You might take some time to look at your previously published stories, articles and essays. Note the opening line and then see where it went from there. Ask yourself three things:
1. Was it a good hook?
2. Did it guide you?
3. Did it make you want to keep writing?
Did your opening line take the story where you intended? Or did you take a few detours along the way and ended up with another story? It can work either way.
Here are the opening lines to 5 of my published stories. Do you think it was easy to move on from each of these sentences? Did any one of them seem to hook you better than the others? Number 3 was the one that I wrote without knowing how to get to the story swirling in my head, but I wrote that line and the story went on, seemingly by itself.
1. Painful Christmases etch themselves into our hearts and minds, never to be forgotten. (From A Christmas For Julie)
2. Children have been enchanted by fairy tales penned by the Grimm brothers and Hans Christian Andersen for centuries. (From A True Fairy Tale)

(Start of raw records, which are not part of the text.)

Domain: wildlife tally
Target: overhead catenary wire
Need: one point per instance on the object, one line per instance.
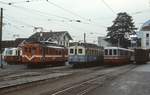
(104, 2)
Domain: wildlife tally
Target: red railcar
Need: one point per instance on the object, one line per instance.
(12, 55)
(141, 55)
(118, 56)
(43, 53)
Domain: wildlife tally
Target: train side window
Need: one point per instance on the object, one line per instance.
(106, 51)
(75, 51)
(114, 52)
(71, 51)
(110, 52)
(80, 51)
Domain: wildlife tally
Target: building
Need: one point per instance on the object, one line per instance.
(58, 37)
(144, 35)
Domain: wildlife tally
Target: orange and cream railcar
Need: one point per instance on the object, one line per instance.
(43, 53)
(12, 55)
(118, 56)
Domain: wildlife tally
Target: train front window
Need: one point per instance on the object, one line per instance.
(114, 52)
(80, 51)
(71, 51)
(75, 51)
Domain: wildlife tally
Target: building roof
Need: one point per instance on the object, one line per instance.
(146, 26)
(48, 36)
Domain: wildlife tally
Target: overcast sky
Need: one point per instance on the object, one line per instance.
(75, 16)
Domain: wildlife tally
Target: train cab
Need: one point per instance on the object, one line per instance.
(117, 55)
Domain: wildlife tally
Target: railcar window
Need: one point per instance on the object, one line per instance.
(80, 51)
(71, 51)
(110, 52)
(106, 51)
(114, 52)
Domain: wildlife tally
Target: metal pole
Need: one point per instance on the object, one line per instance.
(1, 25)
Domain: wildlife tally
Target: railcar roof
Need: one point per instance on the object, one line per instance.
(47, 44)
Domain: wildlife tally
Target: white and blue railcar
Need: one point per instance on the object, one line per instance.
(85, 54)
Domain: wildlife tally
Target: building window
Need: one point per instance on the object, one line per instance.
(110, 52)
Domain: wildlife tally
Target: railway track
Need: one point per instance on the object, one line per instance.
(88, 85)
(41, 74)
(77, 88)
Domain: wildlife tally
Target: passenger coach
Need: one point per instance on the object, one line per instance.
(85, 54)
(12, 55)
(118, 56)
(44, 53)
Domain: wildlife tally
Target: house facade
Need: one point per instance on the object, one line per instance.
(144, 35)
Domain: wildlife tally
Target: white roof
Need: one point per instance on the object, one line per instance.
(118, 48)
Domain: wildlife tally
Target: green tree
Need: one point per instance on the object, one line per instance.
(122, 26)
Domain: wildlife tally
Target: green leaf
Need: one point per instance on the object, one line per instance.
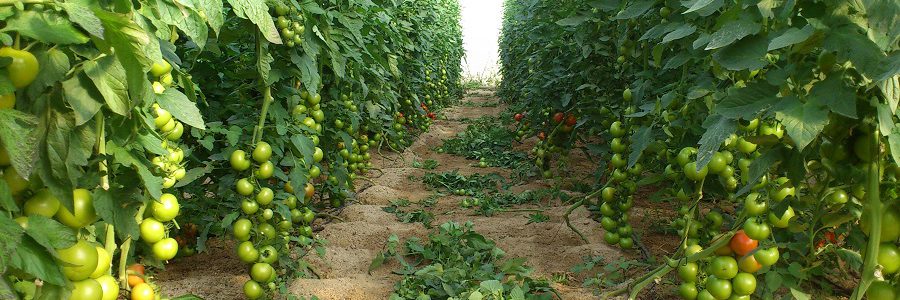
(54, 64)
(749, 102)
(34, 259)
(135, 49)
(802, 121)
(50, 233)
(11, 235)
(18, 133)
(258, 13)
(759, 167)
(184, 18)
(46, 27)
(82, 97)
(181, 108)
(109, 78)
(747, 54)
(834, 94)
(123, 156)
(791, 36)
(639, 141)
(212, 9)
(718, 129)
(79, 13)
(731, 32)
(680, 32)
(119, 206)
(634, 10)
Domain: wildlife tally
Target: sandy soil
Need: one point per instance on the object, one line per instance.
(550, 247)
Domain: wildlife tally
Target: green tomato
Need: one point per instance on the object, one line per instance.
(265, 170)
(262, 152)
(43, 203)
(109, 286)
(784, 220)
(249, 206)
(165, 249)
(889, 258)
(261, 272)
(724, 267)
(166, 209)
(756, 230)
(79, 260)
(244, 187)
(687, 291)
(87, 289)
(752, 206)
(743, 284)
(239, 161)
(241, 229)
(688, 272)
(160, 68)
(253, 290)
(718, 288)
(84, 210)
(247, 253)
(22, 69)
(152, 231)
(766, 257)
(265, 196)
(691, 172)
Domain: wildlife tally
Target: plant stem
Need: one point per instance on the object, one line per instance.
(872, 207)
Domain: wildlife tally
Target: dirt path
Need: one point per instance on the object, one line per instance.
(550, 247)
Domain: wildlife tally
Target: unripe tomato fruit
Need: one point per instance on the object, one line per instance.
(43, 203)
(87, 289)
(24, 66)
(142, 291)
(166, 209)
(80, 260)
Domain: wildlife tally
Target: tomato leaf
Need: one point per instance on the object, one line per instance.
(834, 94)
(718, 128)
(11, 235)
(258, 13)
(747, 54)
(50, 233)
(135, 49)
(80, 13)
(802, 121)
(46, 27)
(181, 108)
(108, 76)
(34, 259)
(82, 97)
(119, 206)
(18, 133)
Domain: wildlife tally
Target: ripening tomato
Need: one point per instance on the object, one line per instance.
(23, 68)
(742, 244)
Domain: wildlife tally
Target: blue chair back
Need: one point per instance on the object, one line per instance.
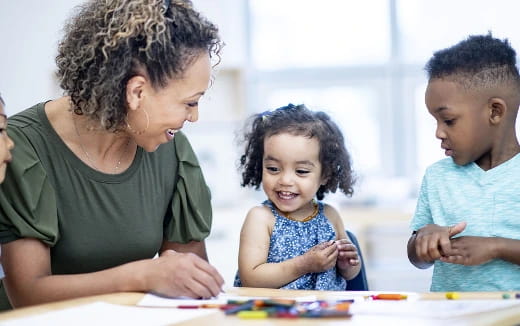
(358, 283)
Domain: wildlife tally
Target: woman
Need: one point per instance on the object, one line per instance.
(101, 181)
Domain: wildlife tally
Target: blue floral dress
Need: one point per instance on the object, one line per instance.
(293, 238)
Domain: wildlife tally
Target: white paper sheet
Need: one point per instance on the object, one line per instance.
(430, 308)
(101, 313)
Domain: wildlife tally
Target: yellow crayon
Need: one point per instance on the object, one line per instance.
(452, 295)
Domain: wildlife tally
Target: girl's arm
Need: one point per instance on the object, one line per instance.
(254, 248)
(29, 279)
(347, 250)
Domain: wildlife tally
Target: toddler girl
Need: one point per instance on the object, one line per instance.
(292, 240)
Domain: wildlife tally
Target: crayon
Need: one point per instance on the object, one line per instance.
(246, 306)
(252, 314)
(452, 295)
(387, 296)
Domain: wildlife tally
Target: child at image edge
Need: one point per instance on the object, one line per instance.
(292, 241)
(467, 220)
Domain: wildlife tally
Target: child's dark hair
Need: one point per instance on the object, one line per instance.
(300, 121)
(476, 62)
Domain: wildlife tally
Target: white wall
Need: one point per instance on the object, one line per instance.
(29, 34)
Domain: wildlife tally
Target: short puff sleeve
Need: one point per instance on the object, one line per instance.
(27, 199)
(191, 205)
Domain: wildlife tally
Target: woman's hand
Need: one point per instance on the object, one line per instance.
(183, 274)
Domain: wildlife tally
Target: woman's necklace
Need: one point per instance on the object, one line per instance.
(116, 168)
(308, 218)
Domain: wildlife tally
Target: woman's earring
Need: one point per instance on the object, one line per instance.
(138, 132)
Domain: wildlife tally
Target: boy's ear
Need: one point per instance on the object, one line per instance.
(497, 109)
(134, 91)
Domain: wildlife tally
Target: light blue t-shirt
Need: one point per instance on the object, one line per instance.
(489, 201)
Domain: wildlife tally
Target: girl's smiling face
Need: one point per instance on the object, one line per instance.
(291, 172)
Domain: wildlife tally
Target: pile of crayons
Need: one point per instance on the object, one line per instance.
(286, 308)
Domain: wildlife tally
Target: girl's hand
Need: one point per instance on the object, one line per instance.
(183, 274)
(433, 241)
(321, 257)
(347, 254)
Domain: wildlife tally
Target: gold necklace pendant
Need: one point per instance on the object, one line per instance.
(308, 218)
(116, 168)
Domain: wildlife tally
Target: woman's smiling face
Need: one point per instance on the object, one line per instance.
(162, 112)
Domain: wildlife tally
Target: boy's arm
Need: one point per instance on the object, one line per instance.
(432, 242)
(254, 248)
(412, 254)
(471, 250)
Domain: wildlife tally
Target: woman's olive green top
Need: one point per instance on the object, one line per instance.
(91, 220)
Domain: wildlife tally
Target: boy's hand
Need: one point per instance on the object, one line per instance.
(347, 254)
(321, 257)
(433, 241)
(470, 251)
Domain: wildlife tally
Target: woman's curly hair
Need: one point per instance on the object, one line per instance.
(107, 42)
(298, 120)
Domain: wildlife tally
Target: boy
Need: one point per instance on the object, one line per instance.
(467, 220)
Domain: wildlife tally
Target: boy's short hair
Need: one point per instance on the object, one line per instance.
(480, 61)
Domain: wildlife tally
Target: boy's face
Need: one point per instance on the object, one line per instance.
(462, 117)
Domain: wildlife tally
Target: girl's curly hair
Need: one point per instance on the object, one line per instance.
(107, 42)
(300, 121)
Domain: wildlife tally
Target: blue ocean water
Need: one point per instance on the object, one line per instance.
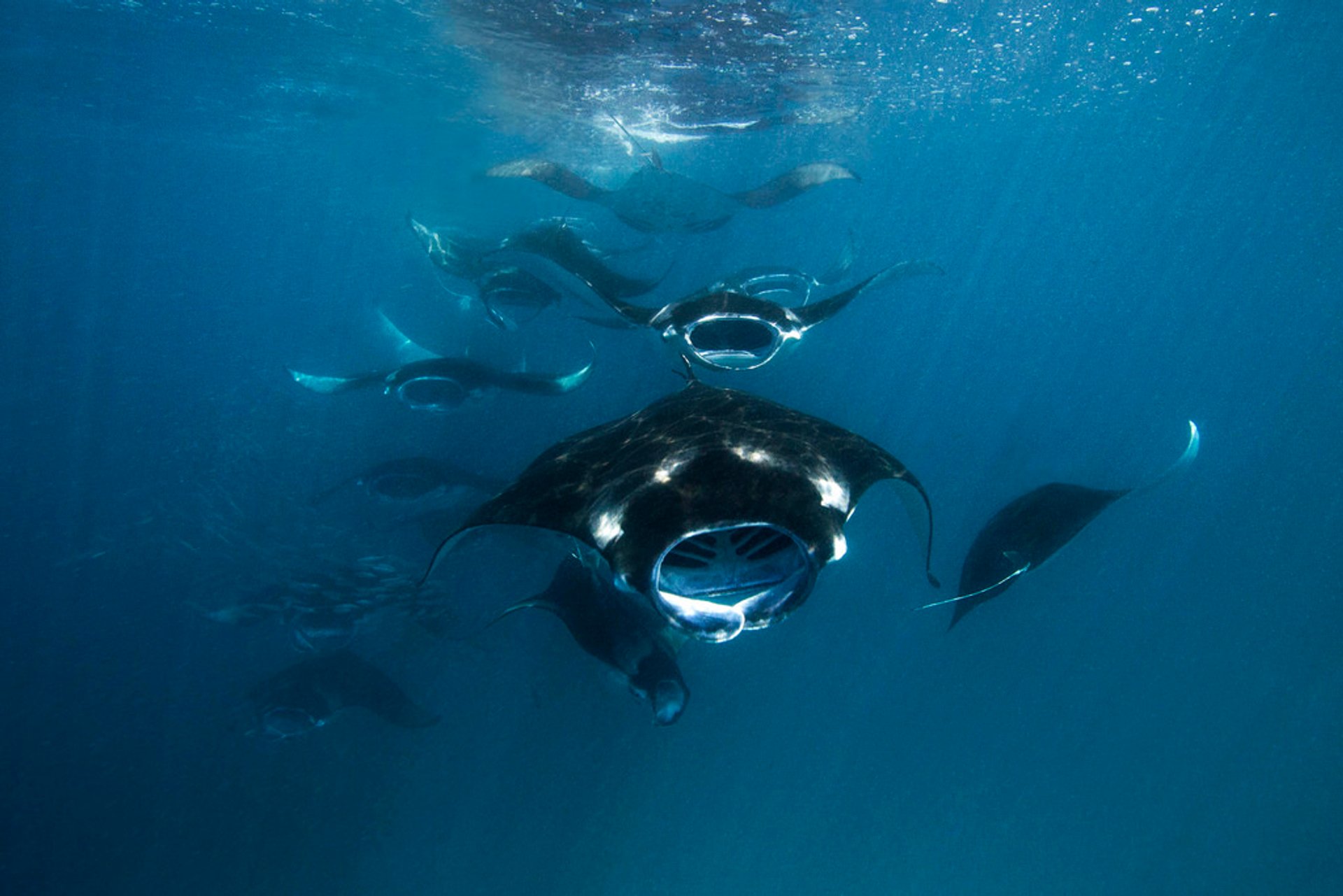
(1137, 208)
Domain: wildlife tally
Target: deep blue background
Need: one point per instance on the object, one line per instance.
(194, 199)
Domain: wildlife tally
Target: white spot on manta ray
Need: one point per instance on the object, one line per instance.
(833, 493)
(841, 547)
(669, 468)
(607, 528)
(755, 456)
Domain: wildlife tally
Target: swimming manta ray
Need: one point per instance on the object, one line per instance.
(411, 478)
(718, 506)
(308, 695)
(734, 327)
(434, 383)
(655, 201)
(516, 278)
(1033, 527)
(620, 629)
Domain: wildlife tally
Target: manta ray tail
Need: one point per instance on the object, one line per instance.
(554, 175)
(794, 183)
(1021, 570)
(531, 604)
(332, 385)
(1179, 465)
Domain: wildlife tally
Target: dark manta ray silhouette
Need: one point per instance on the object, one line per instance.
(732, 327)
(1033, 527)
(445, 383)
(718, 506)
(523, 274)
(305, 696)
(655, 201)
(411, 478)
(621, 630)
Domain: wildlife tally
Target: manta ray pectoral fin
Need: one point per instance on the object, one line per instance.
(1179, 465)
(407, 350)
(794, 183)
(554, 175)
(1023, 567)
(811, 315)
(547, 385)
(427, 238)
(646, 152)
(848, 255)
(332, 385)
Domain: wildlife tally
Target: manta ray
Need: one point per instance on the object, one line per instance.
(735, 324)
(523, 274)
(1032, 528)
(655, 201)
(411, 478)
(620, 629)
(434, 383)
(719, 507)
(308, 695)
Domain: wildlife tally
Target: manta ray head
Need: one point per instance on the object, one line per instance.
(728, 541)
(441, 394)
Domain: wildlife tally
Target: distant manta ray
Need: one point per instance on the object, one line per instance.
(436, 383)
(655, 201)
(1036, 525)
(734, 327)
(305, 696)
(523, 274)
(411, 478)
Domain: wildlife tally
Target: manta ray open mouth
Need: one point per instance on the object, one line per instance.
(782, 287)
(734, 343)
(433, 394)
(718, 582)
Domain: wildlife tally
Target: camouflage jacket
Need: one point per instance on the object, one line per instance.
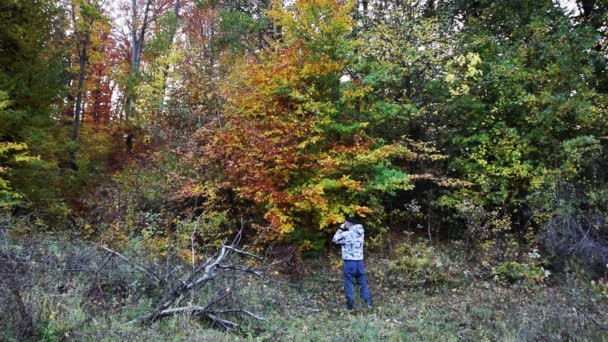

3. “I can do it, Mama. Please let me,” I pleaded. (From A Message in the Night)
4. Our heads were fuzzy and our legs like jelly when we left the long, overnight flight from
5. Dad couldn't deal with handicapped individuals. (From The Perfect Grandchild)
Give some thought to you opening lines. Then savor each new one you write. As Beatrix Potter said, "There is something delicious about writing the first words of a story."